The court declared five legislators, including four senators and one from the lower house [Joyce], ineligible to remain in parliament as the country’s constitution bars dual nationality holders from being elected. The Court had also disqualified two lawmakers in previous months.

Four senators — Malcolm Roberts, Fiona Nash, Larissa Waters and Scott Ludlam — were among the disqualified but there will be no by-elections to replace them as the members of the upper house are chosen.

However, the ineligibility of the deputy prime minister has created a challenge for Prime Minister Malcolm Turnbull’s government as his Liberal Party is in a coalition with the Joyce’s National Party.

Now, Turball is running a minority government as he holds 75 seats out of total 150 at House of Representatives. The prime minister will have to get the support of independent MP or smaller party in order to approve a law in the lower house, under a minority government.

However, the ruling party could again achieve a majority with 76 seats after Joyce manages to secure victory in the by-election, going to be held on December 2.

Joyce, who claimed to be unaware of his second nationality of New Zealand, is able to take part in the election as he now holds only citizenship of Australia .

As the verdict announced, Joyce said: “I respect the verdict of the court,” adding, “We live in a marvellous democracy, with all the checks and balances they have given us all the freedoms we see.
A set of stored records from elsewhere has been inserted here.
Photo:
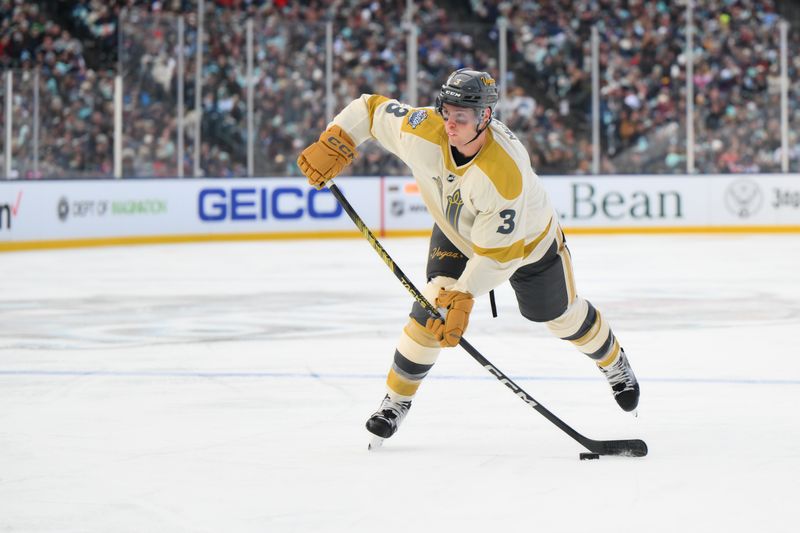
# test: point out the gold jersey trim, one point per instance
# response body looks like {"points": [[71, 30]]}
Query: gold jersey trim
{"points": [[431, 128], [372, 105], [500, 167]]}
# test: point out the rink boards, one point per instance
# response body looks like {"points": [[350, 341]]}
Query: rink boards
{"points": [[67, 213]]}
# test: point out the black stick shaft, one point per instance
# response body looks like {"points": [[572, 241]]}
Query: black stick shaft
{"points": [[632, 447]]}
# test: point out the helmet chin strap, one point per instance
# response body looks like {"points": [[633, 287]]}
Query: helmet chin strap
{"points": [[479, 130]]}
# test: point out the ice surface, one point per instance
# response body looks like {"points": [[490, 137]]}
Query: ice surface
{"points": [[224, 387]]}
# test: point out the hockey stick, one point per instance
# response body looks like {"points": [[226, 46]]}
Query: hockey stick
{"points": [[628, 447]]}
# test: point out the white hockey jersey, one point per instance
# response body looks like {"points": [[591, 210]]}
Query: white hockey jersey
{"points": [[494, 208]]}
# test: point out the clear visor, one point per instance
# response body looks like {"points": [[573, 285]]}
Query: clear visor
{"points": [[461, 116]]}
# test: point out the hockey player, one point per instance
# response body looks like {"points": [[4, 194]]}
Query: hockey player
{"points": [[493, 223]]}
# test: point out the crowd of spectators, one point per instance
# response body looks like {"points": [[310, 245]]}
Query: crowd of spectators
{"points": [[643, 82], [78, 46]]}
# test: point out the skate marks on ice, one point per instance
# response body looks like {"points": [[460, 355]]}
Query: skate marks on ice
{"points": [[127, 321]]}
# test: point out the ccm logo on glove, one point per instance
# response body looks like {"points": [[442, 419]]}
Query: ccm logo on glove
{"points": [[458, 305], [325, 159]]}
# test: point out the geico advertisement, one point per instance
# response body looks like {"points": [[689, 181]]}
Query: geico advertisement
{"points": [[64, 209], [283, 204]]}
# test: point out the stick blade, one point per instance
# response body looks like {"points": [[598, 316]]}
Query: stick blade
{"points": [[625, 448]]}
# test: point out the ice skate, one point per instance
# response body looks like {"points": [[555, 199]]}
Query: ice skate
{"points": [[385, 421], [623, 382]]}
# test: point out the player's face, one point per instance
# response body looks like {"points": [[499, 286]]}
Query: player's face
{"points": [[459, 123]]}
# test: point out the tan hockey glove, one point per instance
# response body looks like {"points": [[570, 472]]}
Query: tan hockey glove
{"points": [[458, 305], [324, 159]]}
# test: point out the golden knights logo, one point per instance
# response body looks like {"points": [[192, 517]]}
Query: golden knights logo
{"points": [[416, 118], [453, 209]]}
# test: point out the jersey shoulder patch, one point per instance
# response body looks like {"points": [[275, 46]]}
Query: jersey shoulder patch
{"points": [[502, 169], [426, 123]]}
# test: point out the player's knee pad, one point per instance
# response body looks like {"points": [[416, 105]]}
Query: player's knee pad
{"points": [[585, 327]]}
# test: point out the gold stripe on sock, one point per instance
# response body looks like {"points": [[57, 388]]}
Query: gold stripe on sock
{"points": [[400, 385], [589, 335], [611, 357]]}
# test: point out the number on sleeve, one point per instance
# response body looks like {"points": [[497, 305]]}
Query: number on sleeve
{"points": [[396, 110], [508, 221]]}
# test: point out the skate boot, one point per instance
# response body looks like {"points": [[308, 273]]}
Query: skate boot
{"points": [[385, 421], [623, 382]]}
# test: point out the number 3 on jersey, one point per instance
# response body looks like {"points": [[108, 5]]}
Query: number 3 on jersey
{"points": [[508, 221], [397, 110]]}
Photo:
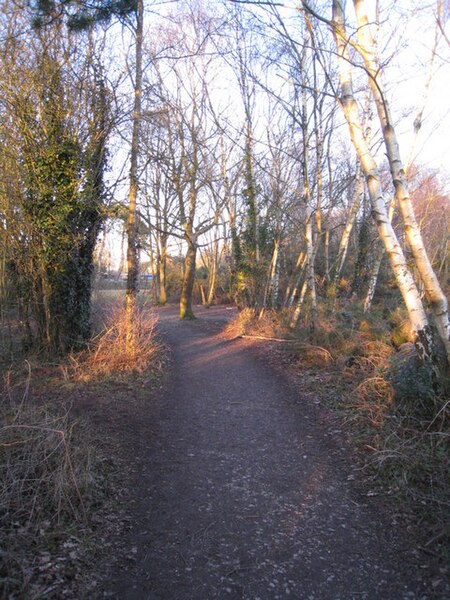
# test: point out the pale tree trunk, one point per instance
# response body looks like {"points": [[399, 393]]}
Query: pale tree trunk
{"points": [[292, 289], [186, 311], [162, 267], [433, 290], [133, 242], [375, 270], [373, 279], [298, 307], [309, 214], [417, 316], [343, 246]]}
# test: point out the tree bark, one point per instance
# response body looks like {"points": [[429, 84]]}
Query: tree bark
{"points": [[133, 243], [186, 311], [418, 319], [433, 290]]}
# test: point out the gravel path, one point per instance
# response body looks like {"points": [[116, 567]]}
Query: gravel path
{"points": [[243, 492]]}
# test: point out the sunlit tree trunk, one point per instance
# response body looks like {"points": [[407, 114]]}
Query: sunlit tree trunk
{"points": [[343, 246], [132, 235], [433, 290], [309, 213], [405, 281], [186, 311]]}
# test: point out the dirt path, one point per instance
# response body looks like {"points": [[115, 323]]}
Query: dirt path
{"points": [[243, 493]]}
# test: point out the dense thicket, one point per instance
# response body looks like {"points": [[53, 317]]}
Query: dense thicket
{"points": [[248, 182], [55, 123]]}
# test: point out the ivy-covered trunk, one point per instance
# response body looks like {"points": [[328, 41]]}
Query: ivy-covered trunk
{"points": [[62, 197], [186, 311]]}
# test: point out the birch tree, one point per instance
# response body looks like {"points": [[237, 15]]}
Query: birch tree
{"points": [[405, 281]]}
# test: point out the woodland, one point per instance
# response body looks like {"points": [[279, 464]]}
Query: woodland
{"points": [[267, 156]]}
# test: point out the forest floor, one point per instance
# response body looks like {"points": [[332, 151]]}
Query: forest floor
{"points": [[238, 482]]}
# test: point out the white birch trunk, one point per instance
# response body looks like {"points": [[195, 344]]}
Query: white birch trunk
{"points": [[417, 316], [343, 246], [433, 291]]}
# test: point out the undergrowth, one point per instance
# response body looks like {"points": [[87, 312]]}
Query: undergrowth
{"points": [[370, 373], [116, 350], [54, 476]]}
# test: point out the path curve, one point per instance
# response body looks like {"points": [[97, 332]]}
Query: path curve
{"points": [[244, 493]]}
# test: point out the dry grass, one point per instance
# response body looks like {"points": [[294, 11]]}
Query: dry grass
{"points": [[117, 349], [361, 365], [267, 324], [51, 475]]}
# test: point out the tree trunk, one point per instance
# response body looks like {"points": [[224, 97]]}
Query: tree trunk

I thank the court [for] their deliberations.”

Aiming victory in by-elections, the disqualified lawmaker told reporters: “It’s a pretty simple story, we’re off to a by-election (and) I put myself forward to the people of New England as a candidate”.

“I had no reason to believe I was a citizen of any other country but Australia .”

Turnbull while rejecting the impression that his government would face any instability with Joyce’s ineligibility said it was “clearly not the outcome we were hoping for”.